"İçtihat Metni"
MAHKEMESİ : Sakarya Bölge Adliye Mahkemesi 4. Hukuk Dairesi
SAYISI : 2021/1350 Esas, 2022/1958 Karar
KARAR : Esastan ret
İLK DERECE MAHKEMESİ : Kocaeli 1. Asliye Hukuk Mahkemesi
SAYISI : 2018/613 Esas, 2021/189 Karar
Taraflar arasındaki kamulaştırmasız el atılan taşınmaz bedelinin tahsili istemine ilişkin davada yapılan yargılama sonunda İlk Derece Mahkemesince davanın kabulüne karar verilmiştir.

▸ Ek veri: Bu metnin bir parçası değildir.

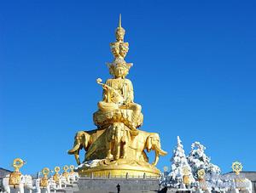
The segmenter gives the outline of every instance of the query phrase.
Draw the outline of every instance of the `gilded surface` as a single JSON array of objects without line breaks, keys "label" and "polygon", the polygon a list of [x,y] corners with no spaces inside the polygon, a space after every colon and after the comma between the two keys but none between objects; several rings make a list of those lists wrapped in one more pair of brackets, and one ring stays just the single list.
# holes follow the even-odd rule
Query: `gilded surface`
[{"label": "gilded surface", "polygon": [[24,165],[24,161],[20,158],[15,158],[13,162],[15,171],[9,174],[9,185],[19,185],[21,179],[21,173],[20,168]]},{"label": "gilded surface", "polygon": [[[96,80],[103,89],[102,100],[93,115],[97,129],[78,132],[73,148],[68,150],[79,165],[77,171],[80,175],[158,176],[160,171],[155,165],[160,156],[166,155],[158,133],[138,129],[143,116],[142,106],[134,101],[132,82],[126,78],[132,64],[125,60],[129,50],[129,43],[124,42],[125,34],[119,19],[116,42],[110,43],[114,59],[108,66],[112,77],[104,83],[101,78]],[[82,149],[86,154],[81,162]],[[150,150],[155,153],[152,163],[146,154]]]}]

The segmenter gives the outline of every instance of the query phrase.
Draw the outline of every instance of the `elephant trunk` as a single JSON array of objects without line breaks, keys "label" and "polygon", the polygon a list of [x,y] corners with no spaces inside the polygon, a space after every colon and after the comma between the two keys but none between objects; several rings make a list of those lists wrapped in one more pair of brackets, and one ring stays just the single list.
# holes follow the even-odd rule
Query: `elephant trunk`
[{"label": "elephant trunk", "polygon": [[72,154],[75,154],[76,151],[78,151],[80,148],[80,144],[75,144],[72,150],[69,150],[67,151],[68,154],[72,155]]},{"label": "elephant trunk", "polygon": [[79,143],[75,143],[73,148],[67,151],[68,154],[74,155],[78,165],[81,164],[80,159],[79,159],[80,146],[81,146],[81,145]]},{"label": "elephant trunk", "polygon": [[160,145],[154,145],[154,147],[155,156],[154,156],[154,162],[152,163],[153,166],[156,166],[159,161],[159,155],[160,156],[166,156],[167,154],[166,151],[163,150]]},{"label": "elephant trunk", "polygon": [[152,163],[153,166],[156,166],[156,164],[158,163],[158,161],[159,161],[159,153],[158,153],[158,151],[155,150],[154,153],[155,153],[155,156],[154,156],[154,161]]}]

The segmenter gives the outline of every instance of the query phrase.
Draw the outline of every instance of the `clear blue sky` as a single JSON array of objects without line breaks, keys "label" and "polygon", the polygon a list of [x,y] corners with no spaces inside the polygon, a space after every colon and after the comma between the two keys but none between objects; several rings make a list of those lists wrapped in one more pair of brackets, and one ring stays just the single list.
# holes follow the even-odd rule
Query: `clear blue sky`
[{"label": "clear blue sky", "polygon": [[224,172],[256,170],[256,1],[1,1],[0,167],[24,173],[75,163],[79,130],[94,129],[122,14],[142,129],[160,133],[170,166],[179,135]]}]

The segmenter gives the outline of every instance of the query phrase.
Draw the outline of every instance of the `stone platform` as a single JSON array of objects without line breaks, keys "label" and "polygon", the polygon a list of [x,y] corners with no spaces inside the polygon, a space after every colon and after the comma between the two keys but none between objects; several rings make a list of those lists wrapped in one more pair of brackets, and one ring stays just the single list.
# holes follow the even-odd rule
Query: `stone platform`
[{"label": "stone platform", "polygon": [[117,184],[120,185],[120,193],[158,192],[157,179],[125,179],[125,178],[80,178],[76,193],[117,193]]}]

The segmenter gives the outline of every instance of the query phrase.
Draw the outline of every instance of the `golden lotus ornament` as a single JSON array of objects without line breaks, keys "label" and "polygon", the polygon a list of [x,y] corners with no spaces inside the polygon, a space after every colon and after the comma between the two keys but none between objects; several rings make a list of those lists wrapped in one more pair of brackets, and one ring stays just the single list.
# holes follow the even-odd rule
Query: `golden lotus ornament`
[{"label": "golden lotus ornament", "polygon": [[[102,100],[97,104],[98,111],[93,114],[96,128],[79,131],[73,149],[79,167],[80,176],[154,176],[160,175],[155,167],[160,156],[166,156],[161,149],[160,135],[138,129],[143,122],[142,106],[134,101],[134,90],[131,80],[126,78],[132,66],[125,57],[129,43],[124,42],[125,31],[119,25],[116,29],[116,42],[110,43],[113,61],[108,63],[112,78],[102,82],[96,79],[103,89]],[[79,150],[86,153],[81,162]],[[149,163],[147,152],[154,151],[155,156]]]}]

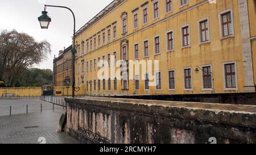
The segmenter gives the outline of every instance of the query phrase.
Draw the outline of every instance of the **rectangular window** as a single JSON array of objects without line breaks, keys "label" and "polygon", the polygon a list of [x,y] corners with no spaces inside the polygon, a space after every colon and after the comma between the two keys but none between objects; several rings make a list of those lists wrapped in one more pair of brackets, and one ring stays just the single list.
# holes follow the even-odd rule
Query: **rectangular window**
[{"label": "rectangular window", "polygon": [[188,0],[180,0],[180,6],[188,4]]},{"label": "rectangular window", "polygon": [[103,82],[103,90],[105,91],[105,90],[106,90],[106,81],[105,81],[105,80],[103,79],[102,82]]},{"label": "rectangular window", "polygon": [[147,8],[143,10],[143,24],[147,23]]},{"label": "rectangular window", "polygon": [[114,90],[117,91],[117,78],[115,78],[114,79]]},{"label": "rectangular window", "polygon": [[167,33],[167,50],[170,51],[174,49],[174,32]]},{"label": "rectangular window", "polygon": [[88,91],[88,90],[89,90],[89,85],[88,85],[88,81],[86,81],[86,91]]},{"label": "rectangular window", "polygon": [[108,65],[110,66],[110,54],[108,54]]},{"label": "rectangular window", "polygon": [[156,80],[156,89],[161,89],[162,88],[162,85],[161,85],[161,72],[156,72],[155,78]]},{"label": "rectangular window", "polygon": [[174,71],[168,72],[169,89],[175,89],[175,72]]},{"label": "rectangular window", "polygon": [[221,15],[222,36],[226,37],[233,35],[233,23],[231,12],[229,11]]},{"label": "rectangular window", "polygon": [[135,90],[139,90],[139,75],[135,75]]},{"label": "rectangular window", "polygon": [[144,41],[144,57],[148,56],[148,41]]},{"label": "rectangular window", "polygon": [[88,64],[88,62],[86,62],[86,71],[88,71],[88,67],[89,66],[89,64]]},{"label": "rectangular window", "polygon": [[100,57],[98,57],[98,68],[100,68],[101,67],[101,64],[100,64],[101,58]]},{"label": "rectangular window", "polygon": [[123,73],[122,75],[122,79],[123,81],[123,89],[128,89],[128,77],[127,73]]},{"label": "rectangular window", "polygon": [[200,40],[201,42],[209,41],[209,25],[208,20],[205,20],[199,22]]},{"label": "rectangular window", "polygon": [[93,60],[93,69],[95,70],[96,69],[96,59],[94,59]]},{"label": "rectangular window", "polygon": [[117,52],[114,52],[114,64],[117,63]]},{"label": "rectangular window", "polygon": [[84,54],[84,43],[82,43],[82,54]]},{"label": "rectangular window", "polygon": [[123,60],[126,61],[127,60],[127,58],[126,58],[126,46],[122,47],[122,50],[123,50],[123,52],[122,52],[122,54],[123,54],[123,57],[122,57]]},{"label": "rectangular window", "polygon": [[138,14],[134,15],[134,28],[138,28]]},{"label": "rectangular window", "polygon": [[158,2],[154,3],[154,19],[158,18],[159,17],[159,8]]},{"label": "rectangular window", "polygon": [[115,38],[117,37],[117,27],[114,26],[113,28],[113,37],[114,38]]},{"label": "rectangular window", "polygon": [[212,72],[210,66],[203,67],[203,71],[204,89],[212,89]]},{"label": "rectangular window", "polygon": [[237,84],[235,63],[225,64],[225,76],[226,88],[236,88]]},{"label": "rectangular window", "polygon": [[184,70],[185,89],[192,89],[191,69]]},{"label": "rectangular window", "polygon": [[90,61],[90,70],[92,70],[92,61]]},{"label": "rectangular window", "polygon": [[101,90],[101,80],[98,80],[98,91]]},{"label": "rectangular window", "polygon": [[172,0],[166,0],[166,13],[170,12],[172,11]]},{"label": "rectangular window", "polygon": [[149,77],[148,77],[148,74],[145,74],[145,80],[144,80],[144,86],[145,86],[145,90],[148,90],[149,89]]},{"label": "rectangular window", "polygon": [[102,67],[105,67],[105,55],[102,56]]},{"label": "rectangular window", "polygon": [[127,33],[127,20],[126,19],[123,19],[123,33]]},{"label": "rectangular window", "polygon": [[160,53],[160,37],[155,37],[155,54]]},{"label": "rectangular window", "polygon": [[186,26],[181,28],[182,30],[182,46],[183,47],[190,45],[190,36],[189,27]]},{"label": "rectangular window", "polygon": [[96,37],[94,38],[94,48],[96,48]]},{"label": "rectangular window", "polygon": [[93,81],[93,88],[94,91],[96,91],[96,80],[94,80]]},{"label": "rectangular window", "polygon": [[101,45],[101,35],[98,36],[98,46]]},{"label": "rectangular window", "polygon": [[134,45],[134,58],[135,59],[139,59],[139,45]]},{"label": "rectangular window", "polygon": [[111,79],[109,79],[108,80],[108,87],[109,87],[109,91],[111,90]]},{"label": "rectangular window", "polygon": [[108,30],[108,41],[110,41],[110,29]]},{"label": "rectangular window", "polygon": [[102,43],[105,44],[105,32],[102,33]]}]

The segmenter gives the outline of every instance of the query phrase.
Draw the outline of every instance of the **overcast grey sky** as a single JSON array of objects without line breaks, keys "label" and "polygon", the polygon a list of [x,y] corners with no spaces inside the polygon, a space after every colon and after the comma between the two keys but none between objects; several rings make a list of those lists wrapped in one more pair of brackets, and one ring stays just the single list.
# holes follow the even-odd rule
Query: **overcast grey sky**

Kararın davalı idare vekilince istinaf edilmesi üzerine, Bölge Adliye Mahkemesince istinaf başvurusunun esastan reddine karar verilmiştir.
Bölge Adliye Mahkemesi kararı davalı idare tarafından temyiz edilmekle; kesinlik, süre, temyiz şartı ve diğer usul eksiklikleri yönünden yapılan ön inceleme sonucunda,
Miktar veya her paydaş için değeri kesinlik sınırını geçmeyen davalara ilişkin nihaî kararlar, 6100 sayılı Hukuk Muhakemeleri Kanunu'nun (6100 sayılı Kanun) 362 nci maddesi uyarınca temyiz edilemez. Temyize konu edilen miktarın her paydaş için değeri kesinlik sınırının altında kalması hâlinde anılan Kanun'un 366 ncı maddesi atfıyla aynı Kanun'un 352 nci maddesinin birinci fıkrasının (b) bendi uyarınca temyiz dilekçesinin reddine karar vermek gerekir.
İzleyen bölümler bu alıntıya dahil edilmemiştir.